Improving the Performance of “Mavericks”
Mavericks are tricky. They’re good at what they do, and (unfortunately) they know it. They ride this talent and see it as more than compensating for their lessthan-desirable commitment. For most Mavericks, the first step in increasing commitment requires you to actually have some healthy conflict. You need to have a very real conversation with them. Scary, I know, but oh so necessary if you want to turn this team member around. There is likely something left unresolved, something they aren’t telling you. He’s mad at you because his crew isn’t as fast as he is and it’s holding him back. She’s frustrated because she feels she is entitled to more compensation. I don’t know exactly what it is, and neither do you… that’s the problem!
Offer to buy your Maverick lunch or dinner, and go somewhere nice. It’s important not to have this conflict conversation anywhere near work. A gesture like this makes your Maverick feel valued, and being away from anything business-related will make them feel a lot safer and open to being totally honest with you. Ask them how they’ve been doing: What’s going well? What are you struggling with? Are you frustrated with anything? Get them talking, and then shut up and listen.
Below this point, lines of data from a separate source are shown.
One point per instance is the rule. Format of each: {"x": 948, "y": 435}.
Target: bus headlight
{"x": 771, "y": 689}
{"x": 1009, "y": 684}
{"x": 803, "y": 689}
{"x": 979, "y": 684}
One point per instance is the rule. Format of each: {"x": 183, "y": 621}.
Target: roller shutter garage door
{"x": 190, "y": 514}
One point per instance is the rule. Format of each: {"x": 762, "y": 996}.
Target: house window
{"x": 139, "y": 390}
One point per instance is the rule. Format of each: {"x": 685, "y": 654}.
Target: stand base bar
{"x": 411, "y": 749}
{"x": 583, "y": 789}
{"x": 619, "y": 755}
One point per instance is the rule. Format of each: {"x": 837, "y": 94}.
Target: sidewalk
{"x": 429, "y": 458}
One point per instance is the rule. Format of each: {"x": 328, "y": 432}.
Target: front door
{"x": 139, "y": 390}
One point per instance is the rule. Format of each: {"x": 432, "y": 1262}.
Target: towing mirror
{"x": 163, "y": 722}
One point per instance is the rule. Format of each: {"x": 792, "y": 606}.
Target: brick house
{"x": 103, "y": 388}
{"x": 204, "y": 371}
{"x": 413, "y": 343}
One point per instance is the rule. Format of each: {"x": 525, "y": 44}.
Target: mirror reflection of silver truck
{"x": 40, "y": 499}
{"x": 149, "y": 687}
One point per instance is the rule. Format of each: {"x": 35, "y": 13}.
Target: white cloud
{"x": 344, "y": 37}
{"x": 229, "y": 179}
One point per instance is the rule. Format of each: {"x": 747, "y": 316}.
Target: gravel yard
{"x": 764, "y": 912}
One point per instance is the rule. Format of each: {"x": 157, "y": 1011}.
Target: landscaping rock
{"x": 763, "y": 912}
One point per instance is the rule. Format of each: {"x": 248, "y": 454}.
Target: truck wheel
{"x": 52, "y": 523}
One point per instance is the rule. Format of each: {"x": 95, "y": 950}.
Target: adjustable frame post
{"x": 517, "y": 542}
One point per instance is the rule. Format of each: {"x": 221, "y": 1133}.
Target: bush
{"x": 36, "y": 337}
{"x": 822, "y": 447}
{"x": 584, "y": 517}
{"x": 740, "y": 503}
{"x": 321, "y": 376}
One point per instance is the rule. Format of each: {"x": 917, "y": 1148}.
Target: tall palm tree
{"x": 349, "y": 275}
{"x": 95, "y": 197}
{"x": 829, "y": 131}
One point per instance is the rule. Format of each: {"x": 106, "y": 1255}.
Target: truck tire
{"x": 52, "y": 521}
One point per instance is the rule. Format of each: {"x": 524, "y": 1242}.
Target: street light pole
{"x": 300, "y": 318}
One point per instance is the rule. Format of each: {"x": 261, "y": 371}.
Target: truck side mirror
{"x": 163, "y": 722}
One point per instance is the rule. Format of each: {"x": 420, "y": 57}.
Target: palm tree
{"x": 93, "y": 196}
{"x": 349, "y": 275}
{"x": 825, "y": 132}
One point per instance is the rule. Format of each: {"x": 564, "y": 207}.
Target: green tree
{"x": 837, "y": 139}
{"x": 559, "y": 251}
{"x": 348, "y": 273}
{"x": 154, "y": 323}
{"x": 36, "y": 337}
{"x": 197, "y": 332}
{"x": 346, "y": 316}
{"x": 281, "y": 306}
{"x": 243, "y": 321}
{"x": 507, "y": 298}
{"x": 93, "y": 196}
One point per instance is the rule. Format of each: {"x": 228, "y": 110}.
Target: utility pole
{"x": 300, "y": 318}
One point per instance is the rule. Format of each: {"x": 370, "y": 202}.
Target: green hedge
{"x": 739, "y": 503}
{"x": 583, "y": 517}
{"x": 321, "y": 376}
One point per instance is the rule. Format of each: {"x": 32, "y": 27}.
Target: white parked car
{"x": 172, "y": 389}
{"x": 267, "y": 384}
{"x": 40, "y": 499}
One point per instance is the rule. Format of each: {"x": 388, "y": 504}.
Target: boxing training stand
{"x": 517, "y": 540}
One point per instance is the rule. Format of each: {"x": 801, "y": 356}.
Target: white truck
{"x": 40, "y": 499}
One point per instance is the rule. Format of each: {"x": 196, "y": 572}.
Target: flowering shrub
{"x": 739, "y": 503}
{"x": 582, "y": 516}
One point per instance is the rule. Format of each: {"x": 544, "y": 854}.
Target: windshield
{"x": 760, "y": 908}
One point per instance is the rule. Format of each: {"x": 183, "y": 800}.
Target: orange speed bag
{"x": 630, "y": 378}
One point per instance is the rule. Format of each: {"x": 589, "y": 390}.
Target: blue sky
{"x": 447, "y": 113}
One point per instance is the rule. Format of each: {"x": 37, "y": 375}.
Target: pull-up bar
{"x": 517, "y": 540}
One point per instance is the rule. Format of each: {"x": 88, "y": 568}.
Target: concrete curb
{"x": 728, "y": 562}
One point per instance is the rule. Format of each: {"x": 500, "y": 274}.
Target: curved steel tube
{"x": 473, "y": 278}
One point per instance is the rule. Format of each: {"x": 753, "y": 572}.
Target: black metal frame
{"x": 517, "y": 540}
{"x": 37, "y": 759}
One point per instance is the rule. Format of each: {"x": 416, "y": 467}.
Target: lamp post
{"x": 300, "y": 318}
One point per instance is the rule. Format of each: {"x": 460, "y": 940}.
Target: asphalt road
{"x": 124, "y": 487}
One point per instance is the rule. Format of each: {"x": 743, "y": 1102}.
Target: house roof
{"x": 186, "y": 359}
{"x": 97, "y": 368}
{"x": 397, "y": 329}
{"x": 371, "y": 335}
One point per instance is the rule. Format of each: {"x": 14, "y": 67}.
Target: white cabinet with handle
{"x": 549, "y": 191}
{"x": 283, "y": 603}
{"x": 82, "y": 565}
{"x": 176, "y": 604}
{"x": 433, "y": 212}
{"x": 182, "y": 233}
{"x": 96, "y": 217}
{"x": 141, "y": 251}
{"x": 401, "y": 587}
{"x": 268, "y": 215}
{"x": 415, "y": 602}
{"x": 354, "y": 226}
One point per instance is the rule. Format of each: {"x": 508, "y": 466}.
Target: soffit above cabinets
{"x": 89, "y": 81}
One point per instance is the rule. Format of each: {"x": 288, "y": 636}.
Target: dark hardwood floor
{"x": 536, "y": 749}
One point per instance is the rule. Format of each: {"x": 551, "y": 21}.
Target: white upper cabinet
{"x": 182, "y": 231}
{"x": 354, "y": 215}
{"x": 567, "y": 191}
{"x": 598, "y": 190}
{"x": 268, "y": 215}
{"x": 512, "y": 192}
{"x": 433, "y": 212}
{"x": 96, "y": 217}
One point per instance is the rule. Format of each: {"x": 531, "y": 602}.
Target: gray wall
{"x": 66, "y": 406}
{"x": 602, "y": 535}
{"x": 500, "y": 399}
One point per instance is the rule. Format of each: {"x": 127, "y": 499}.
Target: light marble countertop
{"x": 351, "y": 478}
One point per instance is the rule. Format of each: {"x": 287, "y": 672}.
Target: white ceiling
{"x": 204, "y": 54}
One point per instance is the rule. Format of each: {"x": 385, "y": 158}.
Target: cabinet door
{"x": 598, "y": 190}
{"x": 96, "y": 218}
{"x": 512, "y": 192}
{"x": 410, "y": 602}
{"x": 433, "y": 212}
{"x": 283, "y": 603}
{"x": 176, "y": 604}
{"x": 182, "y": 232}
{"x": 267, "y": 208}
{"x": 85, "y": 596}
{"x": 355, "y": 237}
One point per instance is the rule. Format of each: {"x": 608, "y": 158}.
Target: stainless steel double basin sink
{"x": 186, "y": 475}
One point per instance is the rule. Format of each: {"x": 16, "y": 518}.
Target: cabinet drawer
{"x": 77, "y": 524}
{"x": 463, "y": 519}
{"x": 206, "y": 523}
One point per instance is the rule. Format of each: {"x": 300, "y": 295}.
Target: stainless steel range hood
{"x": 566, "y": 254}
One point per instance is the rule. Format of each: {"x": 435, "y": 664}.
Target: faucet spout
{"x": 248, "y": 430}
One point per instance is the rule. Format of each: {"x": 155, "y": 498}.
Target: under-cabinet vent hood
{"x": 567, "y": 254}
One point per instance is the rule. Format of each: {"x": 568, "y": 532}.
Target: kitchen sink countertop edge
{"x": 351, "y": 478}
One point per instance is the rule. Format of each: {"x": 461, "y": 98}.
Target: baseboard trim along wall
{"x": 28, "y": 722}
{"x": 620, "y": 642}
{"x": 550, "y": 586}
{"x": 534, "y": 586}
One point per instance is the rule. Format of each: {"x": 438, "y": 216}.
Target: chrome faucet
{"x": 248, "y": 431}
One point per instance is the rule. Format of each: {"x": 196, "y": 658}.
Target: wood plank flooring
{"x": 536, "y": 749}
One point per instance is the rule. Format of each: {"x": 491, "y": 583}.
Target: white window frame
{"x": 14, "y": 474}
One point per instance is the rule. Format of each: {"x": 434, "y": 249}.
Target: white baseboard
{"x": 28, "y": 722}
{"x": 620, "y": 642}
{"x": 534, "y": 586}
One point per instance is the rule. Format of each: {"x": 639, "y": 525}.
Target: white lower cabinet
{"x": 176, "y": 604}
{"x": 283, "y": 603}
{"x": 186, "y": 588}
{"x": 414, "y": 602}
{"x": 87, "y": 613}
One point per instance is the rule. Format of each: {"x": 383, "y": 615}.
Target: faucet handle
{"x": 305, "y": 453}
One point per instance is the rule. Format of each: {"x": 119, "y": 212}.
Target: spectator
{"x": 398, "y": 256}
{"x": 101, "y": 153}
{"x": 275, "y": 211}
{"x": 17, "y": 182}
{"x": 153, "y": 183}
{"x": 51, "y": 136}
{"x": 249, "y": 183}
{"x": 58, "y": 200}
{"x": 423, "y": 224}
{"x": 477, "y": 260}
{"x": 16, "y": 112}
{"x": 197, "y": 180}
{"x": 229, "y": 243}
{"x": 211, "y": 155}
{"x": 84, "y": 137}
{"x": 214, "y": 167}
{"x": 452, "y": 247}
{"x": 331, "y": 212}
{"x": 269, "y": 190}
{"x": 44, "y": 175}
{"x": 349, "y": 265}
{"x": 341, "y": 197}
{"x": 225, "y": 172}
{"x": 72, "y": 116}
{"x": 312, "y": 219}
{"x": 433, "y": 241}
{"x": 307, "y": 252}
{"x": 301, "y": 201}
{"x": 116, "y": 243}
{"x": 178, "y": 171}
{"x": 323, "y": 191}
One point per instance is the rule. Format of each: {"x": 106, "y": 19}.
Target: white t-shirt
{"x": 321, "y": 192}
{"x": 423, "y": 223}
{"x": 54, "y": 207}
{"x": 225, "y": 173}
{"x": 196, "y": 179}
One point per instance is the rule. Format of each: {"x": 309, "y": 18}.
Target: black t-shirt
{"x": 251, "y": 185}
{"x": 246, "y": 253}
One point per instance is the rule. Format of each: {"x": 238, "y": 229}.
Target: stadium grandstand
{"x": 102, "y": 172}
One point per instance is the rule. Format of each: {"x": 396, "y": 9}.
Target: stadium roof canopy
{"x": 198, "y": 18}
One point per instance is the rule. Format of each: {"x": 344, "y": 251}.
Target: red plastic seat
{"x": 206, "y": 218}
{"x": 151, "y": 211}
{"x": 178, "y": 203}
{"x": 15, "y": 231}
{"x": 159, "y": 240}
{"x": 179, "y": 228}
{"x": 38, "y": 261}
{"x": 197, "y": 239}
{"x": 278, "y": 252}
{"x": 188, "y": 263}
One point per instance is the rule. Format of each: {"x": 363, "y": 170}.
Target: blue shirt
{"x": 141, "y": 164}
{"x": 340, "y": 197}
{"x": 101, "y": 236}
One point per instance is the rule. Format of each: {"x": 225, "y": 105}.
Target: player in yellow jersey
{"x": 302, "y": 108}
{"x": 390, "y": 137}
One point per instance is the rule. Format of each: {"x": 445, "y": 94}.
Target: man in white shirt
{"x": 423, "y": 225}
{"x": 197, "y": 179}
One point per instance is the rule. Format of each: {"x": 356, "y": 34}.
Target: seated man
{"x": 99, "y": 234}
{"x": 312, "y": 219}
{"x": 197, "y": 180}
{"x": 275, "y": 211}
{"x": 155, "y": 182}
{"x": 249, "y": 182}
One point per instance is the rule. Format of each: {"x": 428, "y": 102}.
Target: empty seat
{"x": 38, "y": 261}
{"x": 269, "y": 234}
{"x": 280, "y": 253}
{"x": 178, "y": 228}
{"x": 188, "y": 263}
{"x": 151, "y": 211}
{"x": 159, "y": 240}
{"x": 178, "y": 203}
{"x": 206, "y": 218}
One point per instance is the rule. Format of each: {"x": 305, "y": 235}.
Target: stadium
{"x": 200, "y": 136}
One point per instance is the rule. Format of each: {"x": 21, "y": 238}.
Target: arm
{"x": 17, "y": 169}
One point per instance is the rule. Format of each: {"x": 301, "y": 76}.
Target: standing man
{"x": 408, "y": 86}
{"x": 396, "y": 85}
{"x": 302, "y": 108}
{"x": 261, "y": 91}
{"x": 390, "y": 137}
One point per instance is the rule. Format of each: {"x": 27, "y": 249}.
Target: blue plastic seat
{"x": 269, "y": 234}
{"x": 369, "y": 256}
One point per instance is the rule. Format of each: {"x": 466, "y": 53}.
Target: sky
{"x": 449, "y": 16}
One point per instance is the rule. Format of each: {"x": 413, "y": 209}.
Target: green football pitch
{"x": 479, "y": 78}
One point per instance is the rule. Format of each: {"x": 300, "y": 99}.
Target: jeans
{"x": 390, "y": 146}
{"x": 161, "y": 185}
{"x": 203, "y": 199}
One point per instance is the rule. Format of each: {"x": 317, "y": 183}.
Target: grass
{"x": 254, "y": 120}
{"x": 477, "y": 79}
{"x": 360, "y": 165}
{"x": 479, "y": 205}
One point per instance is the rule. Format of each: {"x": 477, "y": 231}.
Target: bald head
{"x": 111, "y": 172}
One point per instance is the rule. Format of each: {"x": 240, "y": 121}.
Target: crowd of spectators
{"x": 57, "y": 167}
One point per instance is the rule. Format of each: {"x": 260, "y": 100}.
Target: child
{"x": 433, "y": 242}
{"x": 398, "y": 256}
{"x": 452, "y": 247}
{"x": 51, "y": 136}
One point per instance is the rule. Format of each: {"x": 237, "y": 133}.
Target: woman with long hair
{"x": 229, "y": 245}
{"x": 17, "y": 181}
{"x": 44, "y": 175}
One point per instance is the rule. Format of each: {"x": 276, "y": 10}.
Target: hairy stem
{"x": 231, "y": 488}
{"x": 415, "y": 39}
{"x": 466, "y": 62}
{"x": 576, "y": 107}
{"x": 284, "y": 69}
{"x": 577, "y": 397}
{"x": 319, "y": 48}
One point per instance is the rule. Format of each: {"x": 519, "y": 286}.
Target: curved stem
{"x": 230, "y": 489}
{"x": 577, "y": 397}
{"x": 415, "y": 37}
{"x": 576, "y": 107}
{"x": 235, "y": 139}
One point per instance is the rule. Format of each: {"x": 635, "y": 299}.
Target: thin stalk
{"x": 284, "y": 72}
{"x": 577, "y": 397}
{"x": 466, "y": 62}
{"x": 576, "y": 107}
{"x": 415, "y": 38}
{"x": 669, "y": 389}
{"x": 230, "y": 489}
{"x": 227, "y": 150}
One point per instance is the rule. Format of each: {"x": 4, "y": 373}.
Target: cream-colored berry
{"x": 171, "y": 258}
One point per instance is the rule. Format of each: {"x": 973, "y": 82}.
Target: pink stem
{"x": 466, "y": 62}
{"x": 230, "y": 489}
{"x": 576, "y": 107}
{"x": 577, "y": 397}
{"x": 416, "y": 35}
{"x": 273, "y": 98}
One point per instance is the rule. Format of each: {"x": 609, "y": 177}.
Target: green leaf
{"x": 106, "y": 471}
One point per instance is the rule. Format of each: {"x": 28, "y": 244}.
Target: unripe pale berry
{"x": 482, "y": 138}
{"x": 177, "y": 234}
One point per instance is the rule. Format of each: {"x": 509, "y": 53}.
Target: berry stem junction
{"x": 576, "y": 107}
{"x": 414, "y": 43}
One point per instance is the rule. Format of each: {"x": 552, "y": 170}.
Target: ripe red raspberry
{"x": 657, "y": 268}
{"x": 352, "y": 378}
Once they’ve got it all out, acknowledge their challenges and make them feel understood. Now it’s your turn to calmly and assertively let them know they are underperforming. Tell them how much potential you see in them, that you want to see it fulfilled, and that you want to discuss ways of problem-solving whatever might get in the way.
For the Maverick, motivation comes from knowing what is important and understanding why it’s important. I like to assume employees want to do good work, but they need to know what “good work” is – and the hard truth is that employers often don’t communicate this. The whole point of an employment agreement is to clearly communicate why the role is important, why the employee should care about it, how to do it, and what needs to be done. Now would be a great time for the two of you to reread his or her Employment Agreement so they know, in no uncertain terms, what their job entails. If you, like most painters, don’t have Employment Agreements for your staff, I’ve got your back. I’ll share with you a completed sample, as well as a fill-in-the-blank template so you can quickly make your own. Go to www.btacademy.com/resources and use APCSTAFF19 as your download code to request these documents.
Keep it simple, guys! Your Loyal Workers legitimately need skill development, and as their leader, that’s on you. Your Mavericks need some conflict resolution and little realignment. Get that Competency Model built, review some Employment Agreements, and coach your team like the epic entrepreneur that you are. There is still some season left…make the most of it!